Crystals of bis­(tetra­butyl­ammonium) di-μ3-chlorido-­tris­(μ2-4-iodo­pyrazolato-κ2N:N′)tris­[chlorido­cuprate(II)] 1,4-dioxane hemisolvate, (C16H36N)2[Cu3(C3H2IN2)3Cl5]·0.5C4H8O or (Bu4N)2[CuII3(μ3-Cl)2(μ-4-I-pz)3Cl3]·0.5C4H8O, were obtained by evaporating a solution of (Bu4N)2[{CuII(μ-OH)(μ-4-I-pz)}nCO3] (n = 27–31) nanojars in chloro­form/1,4-dioxane. The decomposition of chloro­form in the presence of oxygen and moisture provides HCl, which leads to the breakdown of nanojars to the title trinuclear copper(II) pyrazolate complex, and possibly CuII ions and free 4-iodo­pyrazole.

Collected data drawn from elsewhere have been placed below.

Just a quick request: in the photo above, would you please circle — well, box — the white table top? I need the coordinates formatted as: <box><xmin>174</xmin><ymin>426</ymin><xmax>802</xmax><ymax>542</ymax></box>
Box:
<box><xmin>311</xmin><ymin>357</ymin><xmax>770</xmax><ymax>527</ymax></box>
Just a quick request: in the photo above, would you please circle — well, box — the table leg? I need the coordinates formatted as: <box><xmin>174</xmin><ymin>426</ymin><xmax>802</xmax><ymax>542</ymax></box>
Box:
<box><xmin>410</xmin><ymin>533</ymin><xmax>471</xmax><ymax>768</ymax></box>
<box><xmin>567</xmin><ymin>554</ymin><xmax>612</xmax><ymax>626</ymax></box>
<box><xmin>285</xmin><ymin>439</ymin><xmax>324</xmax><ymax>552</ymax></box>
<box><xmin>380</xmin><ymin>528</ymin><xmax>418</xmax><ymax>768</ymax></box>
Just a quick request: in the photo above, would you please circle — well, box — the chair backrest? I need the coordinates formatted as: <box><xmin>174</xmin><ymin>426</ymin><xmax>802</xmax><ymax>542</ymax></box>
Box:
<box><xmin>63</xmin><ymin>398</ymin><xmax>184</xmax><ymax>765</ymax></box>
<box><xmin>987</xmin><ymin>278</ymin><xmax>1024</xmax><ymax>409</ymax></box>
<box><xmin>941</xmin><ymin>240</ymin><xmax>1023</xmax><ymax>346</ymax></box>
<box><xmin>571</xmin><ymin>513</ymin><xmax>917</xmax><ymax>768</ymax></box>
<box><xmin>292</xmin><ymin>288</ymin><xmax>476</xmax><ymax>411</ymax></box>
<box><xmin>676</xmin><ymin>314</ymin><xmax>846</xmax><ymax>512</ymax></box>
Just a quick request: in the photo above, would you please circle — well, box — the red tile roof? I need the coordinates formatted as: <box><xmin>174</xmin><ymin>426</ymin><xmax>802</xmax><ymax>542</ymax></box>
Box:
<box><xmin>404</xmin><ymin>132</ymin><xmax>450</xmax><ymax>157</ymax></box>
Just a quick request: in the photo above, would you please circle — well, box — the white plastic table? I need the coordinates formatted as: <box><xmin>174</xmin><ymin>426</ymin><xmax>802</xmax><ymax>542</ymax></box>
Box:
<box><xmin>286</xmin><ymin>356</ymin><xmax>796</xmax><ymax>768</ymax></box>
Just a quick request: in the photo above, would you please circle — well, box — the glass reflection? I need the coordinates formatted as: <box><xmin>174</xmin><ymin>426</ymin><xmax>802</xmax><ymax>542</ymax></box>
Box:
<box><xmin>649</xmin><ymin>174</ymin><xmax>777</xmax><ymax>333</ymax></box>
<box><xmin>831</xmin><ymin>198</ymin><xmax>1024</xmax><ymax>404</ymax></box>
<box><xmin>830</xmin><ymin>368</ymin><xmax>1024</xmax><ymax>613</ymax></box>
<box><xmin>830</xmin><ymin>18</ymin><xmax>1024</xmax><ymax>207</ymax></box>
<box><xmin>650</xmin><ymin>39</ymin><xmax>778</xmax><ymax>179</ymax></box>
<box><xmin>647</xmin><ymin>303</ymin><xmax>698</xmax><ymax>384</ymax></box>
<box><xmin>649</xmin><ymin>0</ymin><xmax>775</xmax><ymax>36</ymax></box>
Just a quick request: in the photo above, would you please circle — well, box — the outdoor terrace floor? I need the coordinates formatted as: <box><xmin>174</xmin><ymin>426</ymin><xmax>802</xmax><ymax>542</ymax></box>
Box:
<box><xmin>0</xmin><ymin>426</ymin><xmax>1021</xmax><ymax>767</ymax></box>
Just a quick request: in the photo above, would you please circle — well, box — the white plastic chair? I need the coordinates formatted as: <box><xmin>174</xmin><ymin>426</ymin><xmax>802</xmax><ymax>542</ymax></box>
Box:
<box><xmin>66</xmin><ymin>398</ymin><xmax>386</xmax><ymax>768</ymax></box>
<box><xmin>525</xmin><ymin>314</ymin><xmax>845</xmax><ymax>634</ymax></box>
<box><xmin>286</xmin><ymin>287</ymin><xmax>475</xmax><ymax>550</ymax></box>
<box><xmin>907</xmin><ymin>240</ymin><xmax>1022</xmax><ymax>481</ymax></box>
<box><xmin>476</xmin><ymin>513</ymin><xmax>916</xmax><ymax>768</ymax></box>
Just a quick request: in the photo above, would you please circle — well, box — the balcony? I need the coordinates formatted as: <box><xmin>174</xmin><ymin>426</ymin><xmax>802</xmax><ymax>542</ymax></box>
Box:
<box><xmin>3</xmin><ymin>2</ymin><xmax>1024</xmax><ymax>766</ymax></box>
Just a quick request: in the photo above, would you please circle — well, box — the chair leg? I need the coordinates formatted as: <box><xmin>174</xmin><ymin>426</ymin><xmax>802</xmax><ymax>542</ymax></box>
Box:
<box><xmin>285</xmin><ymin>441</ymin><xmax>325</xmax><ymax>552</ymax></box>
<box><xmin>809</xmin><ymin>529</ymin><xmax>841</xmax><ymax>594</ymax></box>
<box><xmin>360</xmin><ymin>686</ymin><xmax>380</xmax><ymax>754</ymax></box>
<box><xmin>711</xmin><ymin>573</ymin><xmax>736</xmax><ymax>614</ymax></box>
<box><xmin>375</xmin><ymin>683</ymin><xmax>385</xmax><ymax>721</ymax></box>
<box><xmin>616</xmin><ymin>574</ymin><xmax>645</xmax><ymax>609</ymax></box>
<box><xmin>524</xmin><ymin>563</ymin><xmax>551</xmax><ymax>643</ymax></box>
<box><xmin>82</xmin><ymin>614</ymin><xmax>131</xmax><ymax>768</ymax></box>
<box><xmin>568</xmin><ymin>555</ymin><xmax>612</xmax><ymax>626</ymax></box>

CuII ions, in turn, act as catalyst for the accelerated decomposition of chloro­form, ultimately leading to the complete breakdown of nanojars. The crystal structure presented here provides the first structural description of a trinuclear copper(II) pyrazolate complex with iodine-substituted pyrazoles. In contrast to related trinuclear complexes based on differently substituted 4-R-pyrazoles (R = H, Cl, Br, Me), the [Cu3(μ-4-I-pz)3Cl3] core in the title complex is nearly planar. This difference is likely a result of the presence of the iodine substituent, which provides a unique, novel feature in copper pyrazolate chemistry. Thus, the iodine atoms form halogen bonds with the terminal chlorido ligands of the surrounding complexes [mean length of I⋯Cl contacts = 3.48 (1) Å], leading to an extended two-dimensional, halogen-bonded network along (-110). The cavities within this framework are filled by centrosymmetric 1,4-dioxane solvent mol­ecules, which create further bridges via C—H⋯Cl hydrogen bonds with terminal chlorido ligands of the trinuclear complex not involved in halogen bonding.